Kendala-kendala menyelimuti SDM di daerah meliputi:
Ø pengembangan SDM aparatur sekedar formalitas,
Ø kesalahan melakukan rekrutmen pegawai berlanjut
sampai ketidakkompetenan melakukan pekerjaan,
Ø kekurangseriusan dalam meningkatkan pendidikan dan
pengetahuan pegawai ke jenjang lebih tinggi,
Ø latar belakang pendidikan pegawai masih rendah,
Ø individu aparatur yang tidak memiliki budaya
belajar,
Ø keberadaan tim atau unit yang berseberangan dengan
individu yang tidak mau berubah,
Beberapa tawaran dapat disampaikan dalam merubah
paradigma tradisional (lama) ke paradigma moderan (baru) dengan menumbuhkan
semangan learning organization, antara lain adalah:
1.
perlu dilakukan penataan atau transformasi organisasi secara kontinyu
dan konsisten,
2.
proses pengambilan keputusan diupayakan melibatkan pegawai,
3.
memberdayakan insentif untuk memotivasi pegawai,
4.
untuk jangka panjang perlu menyempurnakan manajemen perekrutan PNS di
lingkungan Pemda bebas KKN,
5.
reformasi penyelenggaraan Diklat PNS yang hanya sebatas penyelenggara
bukan berorientasi pada peningkatan Skill, Knowledge, and Attitude SDM
aparatur. 58
Dengan demikian lingkungan amatlah mempengaruhi kinerja dan organisasi
Pemda.
Organisasi birokrasi Pemda yang mau belajar akan
mempermudah dirinya menyesuaikan terhadap perubahan.

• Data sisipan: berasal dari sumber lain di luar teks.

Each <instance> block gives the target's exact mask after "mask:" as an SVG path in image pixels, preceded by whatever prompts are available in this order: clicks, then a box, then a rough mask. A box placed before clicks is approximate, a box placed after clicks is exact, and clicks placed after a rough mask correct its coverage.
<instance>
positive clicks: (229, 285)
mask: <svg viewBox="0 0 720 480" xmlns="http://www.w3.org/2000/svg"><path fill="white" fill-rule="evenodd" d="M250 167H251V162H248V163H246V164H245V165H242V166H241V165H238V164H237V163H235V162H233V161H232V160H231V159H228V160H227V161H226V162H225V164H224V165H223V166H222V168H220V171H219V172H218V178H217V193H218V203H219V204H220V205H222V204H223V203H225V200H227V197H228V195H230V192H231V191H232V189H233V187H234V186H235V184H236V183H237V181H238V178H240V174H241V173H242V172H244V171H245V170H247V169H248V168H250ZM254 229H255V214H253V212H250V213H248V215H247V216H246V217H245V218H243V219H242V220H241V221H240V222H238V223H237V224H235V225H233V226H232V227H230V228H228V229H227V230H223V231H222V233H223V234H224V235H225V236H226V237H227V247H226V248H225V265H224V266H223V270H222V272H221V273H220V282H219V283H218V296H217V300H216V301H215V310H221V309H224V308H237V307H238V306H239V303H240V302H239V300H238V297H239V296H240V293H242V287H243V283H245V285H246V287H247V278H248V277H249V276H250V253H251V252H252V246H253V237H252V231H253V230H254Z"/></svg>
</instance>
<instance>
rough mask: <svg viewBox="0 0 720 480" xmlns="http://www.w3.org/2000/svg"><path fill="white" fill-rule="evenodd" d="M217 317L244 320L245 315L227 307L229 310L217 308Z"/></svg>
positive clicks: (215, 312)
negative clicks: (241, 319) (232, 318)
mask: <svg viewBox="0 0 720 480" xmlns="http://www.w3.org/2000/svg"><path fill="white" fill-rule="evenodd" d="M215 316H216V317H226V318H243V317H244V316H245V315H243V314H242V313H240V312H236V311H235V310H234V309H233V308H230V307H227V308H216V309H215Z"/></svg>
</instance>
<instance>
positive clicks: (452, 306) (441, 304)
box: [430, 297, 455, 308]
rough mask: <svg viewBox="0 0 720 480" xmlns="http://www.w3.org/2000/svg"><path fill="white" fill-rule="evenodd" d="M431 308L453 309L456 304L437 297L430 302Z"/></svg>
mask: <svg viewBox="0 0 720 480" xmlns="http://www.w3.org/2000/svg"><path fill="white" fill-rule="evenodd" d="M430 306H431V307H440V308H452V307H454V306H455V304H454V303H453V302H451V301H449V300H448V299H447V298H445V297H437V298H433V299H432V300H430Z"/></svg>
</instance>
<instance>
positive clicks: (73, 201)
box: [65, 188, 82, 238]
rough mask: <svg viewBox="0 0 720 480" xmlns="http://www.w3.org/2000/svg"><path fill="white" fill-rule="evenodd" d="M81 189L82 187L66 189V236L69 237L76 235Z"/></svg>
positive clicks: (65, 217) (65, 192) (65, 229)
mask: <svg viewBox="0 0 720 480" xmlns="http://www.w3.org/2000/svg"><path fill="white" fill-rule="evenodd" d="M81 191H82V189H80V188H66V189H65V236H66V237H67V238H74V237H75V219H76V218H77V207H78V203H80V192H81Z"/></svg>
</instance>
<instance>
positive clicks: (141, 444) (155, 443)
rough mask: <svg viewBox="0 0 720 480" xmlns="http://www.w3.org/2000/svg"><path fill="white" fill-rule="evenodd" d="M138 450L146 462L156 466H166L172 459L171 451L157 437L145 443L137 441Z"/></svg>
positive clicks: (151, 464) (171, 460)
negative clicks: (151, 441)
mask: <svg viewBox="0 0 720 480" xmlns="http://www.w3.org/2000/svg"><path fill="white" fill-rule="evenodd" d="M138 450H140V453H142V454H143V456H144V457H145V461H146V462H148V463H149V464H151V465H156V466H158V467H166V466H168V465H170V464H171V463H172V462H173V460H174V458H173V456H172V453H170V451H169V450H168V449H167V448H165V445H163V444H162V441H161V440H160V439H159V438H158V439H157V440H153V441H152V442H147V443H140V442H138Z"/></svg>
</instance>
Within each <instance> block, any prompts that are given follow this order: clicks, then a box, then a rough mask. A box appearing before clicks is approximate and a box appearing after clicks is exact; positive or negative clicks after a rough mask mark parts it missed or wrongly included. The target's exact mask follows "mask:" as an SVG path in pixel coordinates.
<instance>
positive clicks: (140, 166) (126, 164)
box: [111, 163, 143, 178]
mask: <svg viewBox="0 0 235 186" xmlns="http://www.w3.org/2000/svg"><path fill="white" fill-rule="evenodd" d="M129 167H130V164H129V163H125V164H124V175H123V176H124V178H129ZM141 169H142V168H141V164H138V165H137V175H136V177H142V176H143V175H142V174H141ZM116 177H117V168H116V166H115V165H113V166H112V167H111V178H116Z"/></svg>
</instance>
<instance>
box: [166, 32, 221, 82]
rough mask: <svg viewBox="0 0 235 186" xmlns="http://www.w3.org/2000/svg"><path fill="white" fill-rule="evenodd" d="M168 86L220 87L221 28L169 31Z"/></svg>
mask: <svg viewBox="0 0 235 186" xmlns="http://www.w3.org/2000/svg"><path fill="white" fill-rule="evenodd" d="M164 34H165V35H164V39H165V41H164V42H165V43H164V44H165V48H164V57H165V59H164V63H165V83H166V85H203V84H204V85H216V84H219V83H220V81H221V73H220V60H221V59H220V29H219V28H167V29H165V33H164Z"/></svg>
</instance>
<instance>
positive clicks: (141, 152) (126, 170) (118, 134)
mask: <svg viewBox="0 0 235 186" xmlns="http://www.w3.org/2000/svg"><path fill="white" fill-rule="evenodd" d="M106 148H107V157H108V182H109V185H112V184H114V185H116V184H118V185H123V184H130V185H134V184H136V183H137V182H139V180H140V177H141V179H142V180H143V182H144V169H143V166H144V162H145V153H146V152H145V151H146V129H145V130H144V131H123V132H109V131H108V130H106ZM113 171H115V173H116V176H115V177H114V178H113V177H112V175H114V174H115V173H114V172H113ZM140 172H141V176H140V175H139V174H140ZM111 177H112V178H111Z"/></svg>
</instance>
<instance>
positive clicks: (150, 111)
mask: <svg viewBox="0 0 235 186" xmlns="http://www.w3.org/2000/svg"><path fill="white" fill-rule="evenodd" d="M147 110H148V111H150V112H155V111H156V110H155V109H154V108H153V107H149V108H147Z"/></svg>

4. Kebijakan Penataan Organisasi Pemerintah Daerah
Seiring dengan lahirnya Peraturan Pemerintah Nomor 41 Tahun 2007 (PP
41/2007) mengganti peraturan sebelumnya Nomor 8 Tahun 2003 (PP 8/2003) tentang
Organisasi Perangkat Daerah, seluruh daerah mulai dari provinsi, kabupaten, dan
kota berbenah diri. Aturan baru tersebut paling banyak mengatur tata
pemerintahan daerah. Pada 2007 saja, pemerintah berhasil meloloskan 45 UU dan
81 PP. Lalu Depdagri mengeluarkan 79 kepmendagri yang terkait langsung dengan
pemerintah daerah. Terutama fokus tulisan akan menganalisis bagaimana
lahirnya peraturan mengenai organisasi perangkat daerah yang tidak lama
berselang antara satu dengan lainnya membuat daerah bersikap apatis terhadap
pusat.
5. Tumpang Tindih Peraturan Tata Organisasi Pemerintah
Daerah
Lahirnya PP 41/2007 menggantikan PP 8/2003 tidak menjadikan PP baru
lebih mudah diimplementasikan dari yang lama. PP baru lahir di tengah kondisi
internal Departemen Dalam Negeri masih didera kegalauan di tengah
ketidakpastian kepemimpinan puncak, M. Ma’ruf, yang terbaring sakit. Pembahasan
PP 41/2007 terkesan sangat terburu-buru sehingga gagal membuat perundangan yang
komprehensif, detail, dan memenuhi aspirasi daerah. Kondisi tidak produktif
bagi daerah tersebut akhirnya memaksa pemerintah pusat mengambil kebijakan baru
berupa PP 41/2007 yang juga mendapatkan tantangan di daerah.Padahal turunan
perundangan sebelumnya yaitu Permendagri 24/2006 tentang Pedoman
Penyelenggaraan Pelayanan Terpadu Satu Pintu mewajibkan daerah membentuk
lembaga yang lebih dari sekedar gabungan perangkat daerah yang mengurus
Perijinan
yang dikoordinir oleh
sekretariat sebagai bagian perangkat daerah. Ketidakseriusan pemerintah pusat dalam mendesain
peraturan terlihat dari pemaksaan kepentingan pusat di daerah bukan fokus pada
daerahnya sendiri. Belum lagi mekanisme pendampingan pemerintah pusat di daerah
selepas peraturan terbit boleh
dibilang
tidak ada sehingga pemerintah daerah menginterpretasikan peraturan “seenak
perutnya” saja.
6. Dampak Perundangan Organisasi Perangkat Daerah
Bagi Hubungan Pemerintah Pusat dan Pemerintah Daerah
Dominannya perspektif pusat dalam merumuskan
perundangan tata organisasi daerah terkesan dari minimnya keikutsertaan rakyat
di daerah setidaknya perwakilan mereka melalui organisasi kemasyarakat
non-parlemen, LSM, dan sebagainya di dalam pembahasannya. Kecurigaan akan skenario besar pemerintah pusat di balik lahirnya
perundangan tata organisasi baru menimbulkan berbagai analisis spekulasi akan
kekuatan dan kelemahan perundangan di mata pusat dan daerah. kelemahan bagi
pemerintah pusat terletak pada menipisnya wibawa pusat di daerah karena
kredibilitas dalam menerbitkan perundangan daerah yang tidak sesuai dengan kebutuhan daerah.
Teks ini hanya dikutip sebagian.